I'm working on a line of moma and baby super gentle goat milk soap. 

In Europe in baby soap and soap for people eczema/skin problems, doctors prescribe donkey milk soap. 

I would like to find how donkey milk and ND milk compare...

Any ideas? 

I've never looked, tasted, or touched horse milk, donkey milk... what is it like?


Does anybody know where i can find a composition listing or breakdown?

Thanks everybody!


----------



## goathiker (Apr 14, 2011)

*Re: Making soap wanting to compare ND milk to mule or donkey*

Horse milk is very sweet. It is very close to human milk in taste and nutrition. My kids milked their Shetland pony for a few days and we all tried it years ago.


----------



## Hidden Waters Farm (Oct 3, 2010)

*Re: Making soap wanting to compare ND milk to mule or donkey*

I was torn about posting this because it really has nothing to do with what you are asking so I just decided to. When I first constructed a hand milker for my goats, I tried it out on a mother cat. It worked indeed. The milk was sort of thick, we did not taste it. Odd yes I know. I never really thought about people milking horses and their relatives. Interesting...


----------



## goathiker (Apr 14, 2011)

*Re: Making soap wanting to compare ND milk to mule or donkey*

In tribal areas of Arabia, the foals are fed camel milk so that the royalty can drink the horse milk.The commoners drink camel milk.


----------



## HRFOhio (Aug 27, 2011)

*Re: Making soap wanting to compare ND milk to mule or donkey*

Google for fat content of different kinds of milk. Horse milk is very low in fat content (so donkey probably is also). Also, I would think the fat globules(?) are smaller like goat milk because foals can be fed goat milk without a lot of bad side effects, but cow milk would scour them horribly.

I think they also do 'horse dairy' in the EU, so you might google for that as well.

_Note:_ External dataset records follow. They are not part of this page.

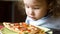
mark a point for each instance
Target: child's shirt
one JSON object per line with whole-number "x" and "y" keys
{"x": 48, "y": 21}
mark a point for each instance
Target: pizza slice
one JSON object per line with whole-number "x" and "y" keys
{"x": 23, "y": 28}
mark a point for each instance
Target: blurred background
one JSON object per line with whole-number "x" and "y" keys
{"x": 13, "y": 11}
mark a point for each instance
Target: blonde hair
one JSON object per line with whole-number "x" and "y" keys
{"x": 54, "y": 7}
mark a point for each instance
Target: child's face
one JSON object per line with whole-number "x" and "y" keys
{"x": 35, "y": 9}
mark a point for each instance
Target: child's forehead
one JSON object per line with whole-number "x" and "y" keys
{"x": 34, "y": 2}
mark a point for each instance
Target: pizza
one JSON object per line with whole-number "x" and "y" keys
{"x": 23, "y": 28}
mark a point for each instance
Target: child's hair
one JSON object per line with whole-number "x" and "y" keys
{"x": 54, "y": 7}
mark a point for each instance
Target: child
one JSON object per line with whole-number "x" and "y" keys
{"x": 42, "y": 13}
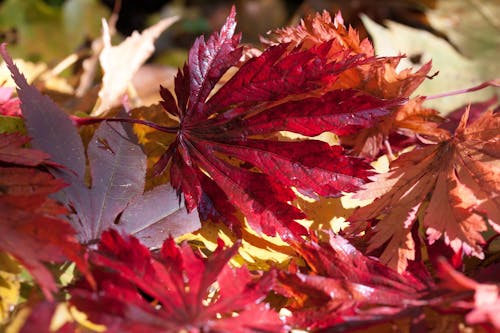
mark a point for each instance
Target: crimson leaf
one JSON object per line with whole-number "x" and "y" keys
{"x": 226, "y": 136}
{"x": 347, "y": 290}
{"x": 30, "y": 226}
{"x": 172, "y": 293}
{"x": 117, "y": 166}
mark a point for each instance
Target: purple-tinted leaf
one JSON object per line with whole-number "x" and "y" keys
{"x": 51, "y": 129}
{"x": 118, "y": 166}
{"x": 229, "y": 134}
{"x": 157, "y": 215}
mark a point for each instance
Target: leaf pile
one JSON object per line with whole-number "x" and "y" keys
{"x": 257, "y": 150}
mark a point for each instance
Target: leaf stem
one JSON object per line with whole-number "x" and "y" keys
{"x": 90, "y": 120}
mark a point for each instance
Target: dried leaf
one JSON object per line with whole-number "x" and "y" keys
{"x": 460, "y": 174}
{"x": 121, "y": 62}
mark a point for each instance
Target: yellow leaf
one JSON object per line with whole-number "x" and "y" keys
{"x": 9, "y": 285}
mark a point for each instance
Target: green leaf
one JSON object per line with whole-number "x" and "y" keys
{"x": 11, "y": 125}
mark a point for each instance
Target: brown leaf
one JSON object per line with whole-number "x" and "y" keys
{"x": 121, "y": 62}
{"x": 461, "y": 177}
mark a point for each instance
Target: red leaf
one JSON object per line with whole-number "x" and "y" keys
{"x": 41, "y": 317}
{"x": 173, "y": 292}
{"x": 347, "y": 289}
{"x": 8, "y": 106}
{"x": 459, "y": 175}
{"x": 117, "y": 167}
{"x": 30, "y": 228}
{"x": 283, "y": 89}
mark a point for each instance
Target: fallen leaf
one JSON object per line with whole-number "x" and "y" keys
{"x": 460, "y": 176}
{"x": 117, "y": 169}
{"x": 182, "y": 284}
{"x": 397, "y": 39}
{"x": 121, "y": 62}
{"x": 224, "y": 157}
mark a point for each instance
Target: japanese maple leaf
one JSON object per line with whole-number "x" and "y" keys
{"x": 380, "y": 78}
{"x": 9, "y": 106}
{"x": 174, "y": 291}
{"x": 31, "y": 229}
{"x": 347, "y": 290}
{"x": 485, "y": 303}
{"x": 460, "y": 177}
{"x": 117, "y": 166}
{"x": 224, "y": 138}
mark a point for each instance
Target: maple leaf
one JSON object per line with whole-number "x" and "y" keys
{"x": 411, "y": 124}
{"x": 459, "y": 176}
{"x": 379, "y": 78}
{"x": 121, "y": 62}
{"x": 117, "y": 167}
{"x": 346, "y": 290}
{"x": 485, "y": 303}
{"x": 9, "y": 106}
{"x": 226, "y": 135}
{"x": 41, "y": 317}
{"x": 174, "y": 291}
{"x": 31, "y": 229}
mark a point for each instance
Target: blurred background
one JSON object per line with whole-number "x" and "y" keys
{"x": 462, "y": 37}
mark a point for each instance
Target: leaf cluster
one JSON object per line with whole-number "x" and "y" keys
{"x": 140, "y": 198}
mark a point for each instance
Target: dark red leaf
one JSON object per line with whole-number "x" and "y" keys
{"x": 9, "y": 106}
{"x": 283, "y": 89}
{"x": 175, "y": 292}
{"x": 31, "y": 229}
{"x": 347, "y": 290}
{"x": 117, "y": 167}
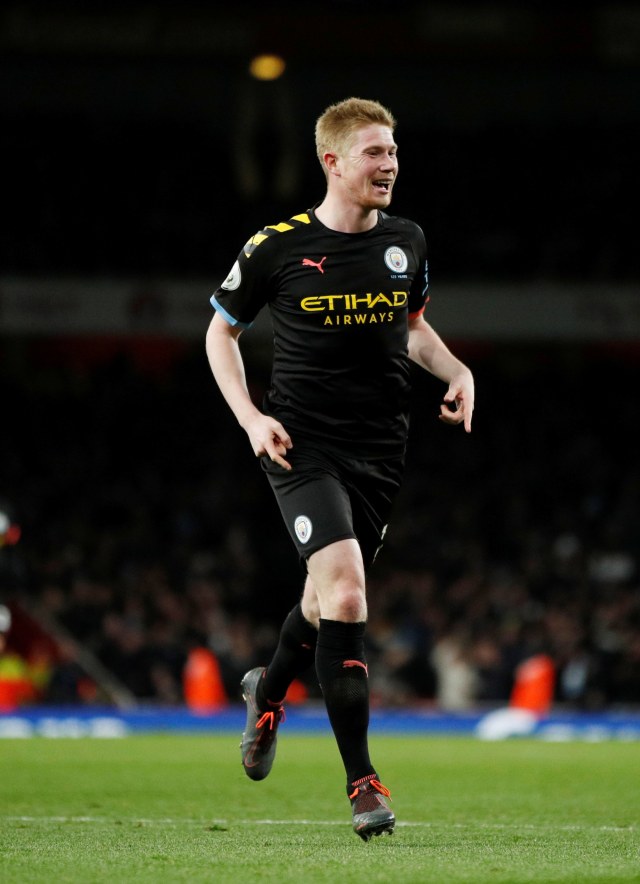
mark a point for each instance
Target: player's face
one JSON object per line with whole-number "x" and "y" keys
{"x": 370, "y": 167}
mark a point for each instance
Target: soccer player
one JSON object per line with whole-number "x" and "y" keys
{"x": 346, "y": 286}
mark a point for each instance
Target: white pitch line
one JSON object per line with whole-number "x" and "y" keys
{"x": 267, "y": 822}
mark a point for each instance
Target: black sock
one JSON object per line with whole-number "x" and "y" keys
{"x": 295, "y": 653}
{"x": 342, "y": 672}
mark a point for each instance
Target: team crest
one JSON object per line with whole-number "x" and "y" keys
{"x": 232, "y": 281}
{"x": 395, "y": 259}
{"x": 303, "y": 528}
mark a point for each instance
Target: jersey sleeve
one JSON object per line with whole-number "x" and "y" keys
{"x": 419, "y": 292}
{"x": 246, "y": 289}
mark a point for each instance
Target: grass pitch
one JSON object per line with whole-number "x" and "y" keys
{"x": 179, "y": 808}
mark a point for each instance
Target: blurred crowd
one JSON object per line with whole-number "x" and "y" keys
{"x": 148, "y": 531}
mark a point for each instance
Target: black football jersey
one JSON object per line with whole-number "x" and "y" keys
{"x": 339, "y": 305}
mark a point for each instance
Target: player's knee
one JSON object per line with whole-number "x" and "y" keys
{"x": 349, "y": 603}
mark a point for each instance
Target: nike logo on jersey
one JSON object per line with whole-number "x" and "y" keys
{"x": 307, "y": 262}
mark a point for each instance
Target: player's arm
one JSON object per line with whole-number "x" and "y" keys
{"x": 266, "y": 435}
{"x": 428, "y": 350}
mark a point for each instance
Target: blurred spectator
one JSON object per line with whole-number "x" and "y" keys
{"x": 143, "y": 551}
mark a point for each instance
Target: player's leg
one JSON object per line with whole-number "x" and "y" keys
{"x": 336, "y": 585}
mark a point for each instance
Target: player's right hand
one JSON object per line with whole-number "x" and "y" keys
{"x": 269, "y": 438}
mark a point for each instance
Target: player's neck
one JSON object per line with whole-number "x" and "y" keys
{"x": 345, "y": 218}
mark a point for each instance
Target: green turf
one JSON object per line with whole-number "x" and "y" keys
{"x": 179, "y": 808}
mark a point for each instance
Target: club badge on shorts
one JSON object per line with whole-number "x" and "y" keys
{"x": 303, "y": 528}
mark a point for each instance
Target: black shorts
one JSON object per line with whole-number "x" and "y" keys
{"x": 327, "y": 497}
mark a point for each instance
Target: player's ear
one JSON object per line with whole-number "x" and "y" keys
{"x": 331, "y": 163}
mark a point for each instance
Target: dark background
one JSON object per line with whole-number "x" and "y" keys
{"x": 135, "y": 145}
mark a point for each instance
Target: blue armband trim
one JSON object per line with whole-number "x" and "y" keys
{"x": 230, "y": 319}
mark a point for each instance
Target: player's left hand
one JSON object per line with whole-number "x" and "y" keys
{"x": 458, "y": 402}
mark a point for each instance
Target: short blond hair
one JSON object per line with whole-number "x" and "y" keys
{"x": 337, "y": 124}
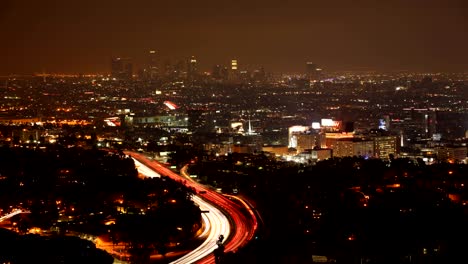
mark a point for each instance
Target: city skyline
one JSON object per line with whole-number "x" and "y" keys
{"x": 81, "y": 37}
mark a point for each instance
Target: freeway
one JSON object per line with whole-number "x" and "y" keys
{"x": 242, "y": 228}
{"x": 13, "y": 213}
{"x": 215, "y": 223}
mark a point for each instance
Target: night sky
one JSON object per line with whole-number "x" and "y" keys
{"x": 80, "y": 36}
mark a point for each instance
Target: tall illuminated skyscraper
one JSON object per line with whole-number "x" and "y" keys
{"x": 234, "y": 66}
{"x": 121, "y": 68}
{"x": 313, "y": 72}
{"x": 153, "y": 70}
{"x": 234, "y": 70}
{"x": 192, "y": 69}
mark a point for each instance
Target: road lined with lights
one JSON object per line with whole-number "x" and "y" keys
{"x": 242, "y": 227}
{"x": 13, "y": 213}
{"x": 215, "y": 223}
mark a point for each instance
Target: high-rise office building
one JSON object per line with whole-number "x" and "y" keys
{"x": 121, "y": 68}
{"x": 234, "y": 70}
{"x": 153, "y": 69}
{"x": 192, "y": 68}
{"x": 313, "y": 72}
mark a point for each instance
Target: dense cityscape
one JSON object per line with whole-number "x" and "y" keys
{"x": 234, "y": 132}
{"x": 326, "y": 161}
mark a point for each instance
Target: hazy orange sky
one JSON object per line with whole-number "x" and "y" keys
{"x": 80, "y": 36}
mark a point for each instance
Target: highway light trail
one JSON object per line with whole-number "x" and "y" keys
{"x": 12, "y": 213}
{"x": 214, "y": 221}
{"x": 243, "y": 225}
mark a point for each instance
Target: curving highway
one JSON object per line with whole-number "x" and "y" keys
{"x": 242, "y": 225}
{"x": 215, "y": 223}
{"x": 13, "y": 213}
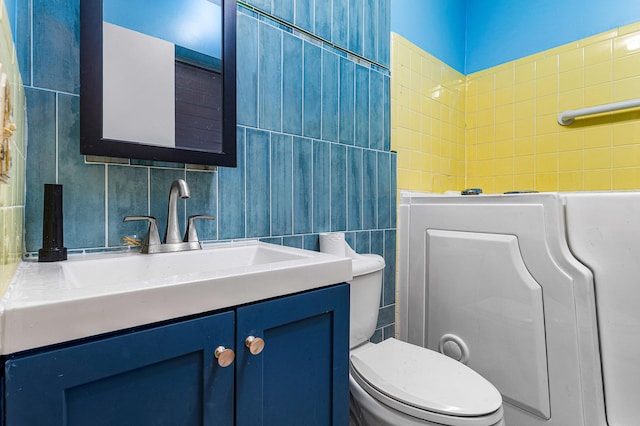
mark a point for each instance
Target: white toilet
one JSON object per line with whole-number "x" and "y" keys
{"x": 395, "y": 383}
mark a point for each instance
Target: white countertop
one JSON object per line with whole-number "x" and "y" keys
{"x": 90, "y": 294}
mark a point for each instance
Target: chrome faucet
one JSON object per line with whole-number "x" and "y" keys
{"x": 172, "y": 240}
{"x": 178, "y": 188}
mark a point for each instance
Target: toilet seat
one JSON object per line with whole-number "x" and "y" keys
{"x": 425, "y": 384}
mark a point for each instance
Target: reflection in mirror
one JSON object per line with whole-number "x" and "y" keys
{"x": 167, "y": 80}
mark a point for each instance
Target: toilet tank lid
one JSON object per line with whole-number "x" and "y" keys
{"x": 363, "y": 264}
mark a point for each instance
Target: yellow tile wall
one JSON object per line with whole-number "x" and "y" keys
{"x": 12, "y": 194}
{"x": 427, "y": 119}
{"x": 513, "y": 140}
{"x": 505, "y": 118}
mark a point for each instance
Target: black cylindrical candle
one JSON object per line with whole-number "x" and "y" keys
{"x": 53, "y": 248}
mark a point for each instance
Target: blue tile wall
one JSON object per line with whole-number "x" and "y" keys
{"x": 360, "y": 26}
{"x": 347, "y": 101}
{"x": 313, "y": 137}
{"x": 330, "y": 95}
{"x": 302, "y": 186}
{"x": 282, "y": 184}
{"x": 312, "y": 90}
{"x": 291, "y": 85}
{"x": 270, "y": 77}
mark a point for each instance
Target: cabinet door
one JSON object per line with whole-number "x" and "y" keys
{"x": 161, "y": 376}
{"x": 301, "y": 377}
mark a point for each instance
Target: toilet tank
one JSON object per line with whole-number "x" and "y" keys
{"x": 366, "y": 288}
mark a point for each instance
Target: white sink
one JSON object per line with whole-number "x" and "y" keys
{"x": 49, "y": 303}
{"x": 114, "y": 271}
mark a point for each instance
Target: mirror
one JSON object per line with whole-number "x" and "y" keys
{"x": 157, "y": 80}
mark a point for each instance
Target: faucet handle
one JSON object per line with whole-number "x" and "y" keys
{"x": 191, "y": 235}
{"x": 153, "y": 236}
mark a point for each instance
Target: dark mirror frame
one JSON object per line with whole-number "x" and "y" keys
{"x": 91, "y": 101}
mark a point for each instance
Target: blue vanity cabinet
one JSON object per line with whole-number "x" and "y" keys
{"x": 160, "y": 376}
{"x": 168, "y": 375}
{"x": 301, "y": 376}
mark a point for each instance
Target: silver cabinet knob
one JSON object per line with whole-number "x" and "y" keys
{"x": 224, "y": 356}
{"x": 255, "y": 344}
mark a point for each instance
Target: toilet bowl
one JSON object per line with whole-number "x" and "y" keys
{"x": 396, "y": 383}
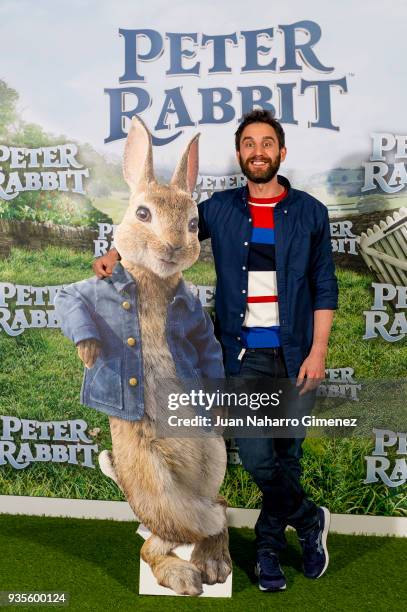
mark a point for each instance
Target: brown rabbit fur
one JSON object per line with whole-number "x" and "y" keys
{"x": 171, "y": 484}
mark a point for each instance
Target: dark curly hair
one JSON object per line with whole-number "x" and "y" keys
{"x": 260, "y": 116}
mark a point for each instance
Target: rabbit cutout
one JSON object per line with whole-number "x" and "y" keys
{"x": 171, "y": 484}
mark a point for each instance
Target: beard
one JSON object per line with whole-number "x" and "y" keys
{"x": 260, "y": 175}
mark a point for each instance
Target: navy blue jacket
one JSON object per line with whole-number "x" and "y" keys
{"x": 305, "y": 269}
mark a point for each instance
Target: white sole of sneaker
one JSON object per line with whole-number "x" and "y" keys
{"x": 327, "y": 521}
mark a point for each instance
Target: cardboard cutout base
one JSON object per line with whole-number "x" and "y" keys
{"x": 149, "y": 586}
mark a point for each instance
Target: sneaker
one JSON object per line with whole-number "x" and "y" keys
{"x": 314, "y": 551}
{"x": 269, "y": 572}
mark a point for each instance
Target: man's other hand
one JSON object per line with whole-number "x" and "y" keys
{"x": 103, "y": 266}
{"x": 89, "y": 351}
{"x": 312, "y": 371}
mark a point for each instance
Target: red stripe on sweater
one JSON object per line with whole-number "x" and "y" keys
{"x": 262, "y": 298}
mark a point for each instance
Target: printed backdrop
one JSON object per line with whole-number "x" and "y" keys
{"x": 73, "y": 75}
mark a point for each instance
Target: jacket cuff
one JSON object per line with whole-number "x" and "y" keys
{"x": 86, "y": 332}
{"x": 325, "y": 305}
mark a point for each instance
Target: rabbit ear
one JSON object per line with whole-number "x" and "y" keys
{"x": 138, "y": 156}
{"x": 186, "y": 172}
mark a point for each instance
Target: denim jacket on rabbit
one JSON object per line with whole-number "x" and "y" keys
{"x": 106, "y": 310}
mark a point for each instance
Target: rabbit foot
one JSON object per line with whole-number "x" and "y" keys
{"x": 180, "y": 576}
{"x": 214, "y": 565}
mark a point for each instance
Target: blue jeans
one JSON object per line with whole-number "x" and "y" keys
{"x": 274, "y": 464}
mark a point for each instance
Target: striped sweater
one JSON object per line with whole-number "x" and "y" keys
{"x": 261, "y": 326}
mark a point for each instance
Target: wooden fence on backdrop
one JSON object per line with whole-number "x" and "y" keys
{"x": 384, "y": 248}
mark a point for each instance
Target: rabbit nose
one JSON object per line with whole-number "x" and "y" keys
{"x": 172, "y": 248}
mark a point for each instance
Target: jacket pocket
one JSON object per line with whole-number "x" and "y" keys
{"x": 106, "y": 386}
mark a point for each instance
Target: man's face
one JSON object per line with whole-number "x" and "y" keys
{"x": 259, "y": 155}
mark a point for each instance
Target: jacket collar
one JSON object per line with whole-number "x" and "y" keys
{"x": 244, "y": 191}
{"x": 122, "y": 279}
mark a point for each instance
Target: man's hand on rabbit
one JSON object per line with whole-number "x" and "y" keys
{"x": 103, "y": 266}
{"x": 89, "y": 351}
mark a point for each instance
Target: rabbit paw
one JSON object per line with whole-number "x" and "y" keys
{"x": 89, "y": 351}
{"x": 180, "y": 576}
{"x": 215, "y": 566}
{"x": 193, "y": 288}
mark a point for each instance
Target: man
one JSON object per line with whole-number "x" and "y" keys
{"x": 275, "y": 296}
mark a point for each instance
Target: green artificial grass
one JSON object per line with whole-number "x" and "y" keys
{"x": 97, "y": 563}
{"x": 41, "y": 375}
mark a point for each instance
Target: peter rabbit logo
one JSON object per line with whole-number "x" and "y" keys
{"x": 171, "y": 484}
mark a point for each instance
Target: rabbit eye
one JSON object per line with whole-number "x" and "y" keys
{"x": 143, "y": 214}
{"x": 193, "y": 225}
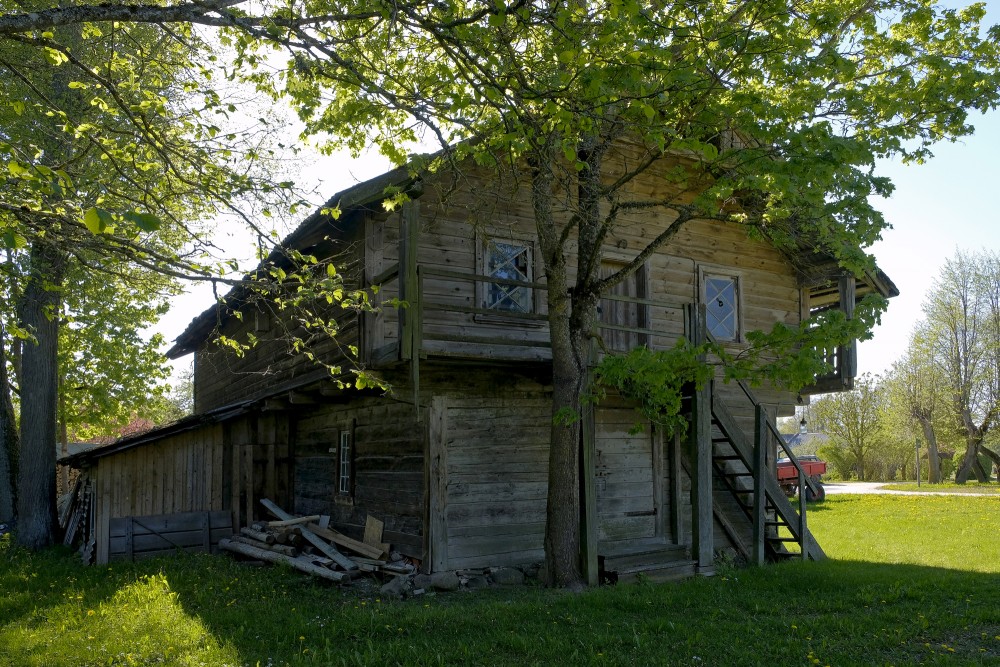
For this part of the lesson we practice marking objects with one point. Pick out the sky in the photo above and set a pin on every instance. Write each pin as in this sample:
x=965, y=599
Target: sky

I think Kiefer (sp?) is traditionally made with horse milk.


----------



## Hobbyfarmer (Sep 7, 2011)

*Re: Making soap wanting to compare ND milk to mule or donkey*

I don't have first hand knowledge. But my mother was in Kazakhstan 2 years ago and had mares milk. She commented it was very sweet. Good luck on your new endeavor.


----------



## fanny (Sep 9, 2013)

I've used donkey milk soap to treat my baby son's dandruff, with great results. Firends have used it too, with equally good results. You can find all the shops selling donkey milk soap here
http://donkeymilksoap.com/


----------



## ptgoats45 (Nov 28, 2011)

Goat's milk soap is supposed to be really good for people with eczema and sensitive skin so I would assume it would be similar to the donkey milk soap. Camels milk is higher in fat (and insulin) and is just starting to become a little more popular here in the US for people with diabetes and other issues. It has been known to be very beneficial to people with diabetes due to the high insulin content.


----------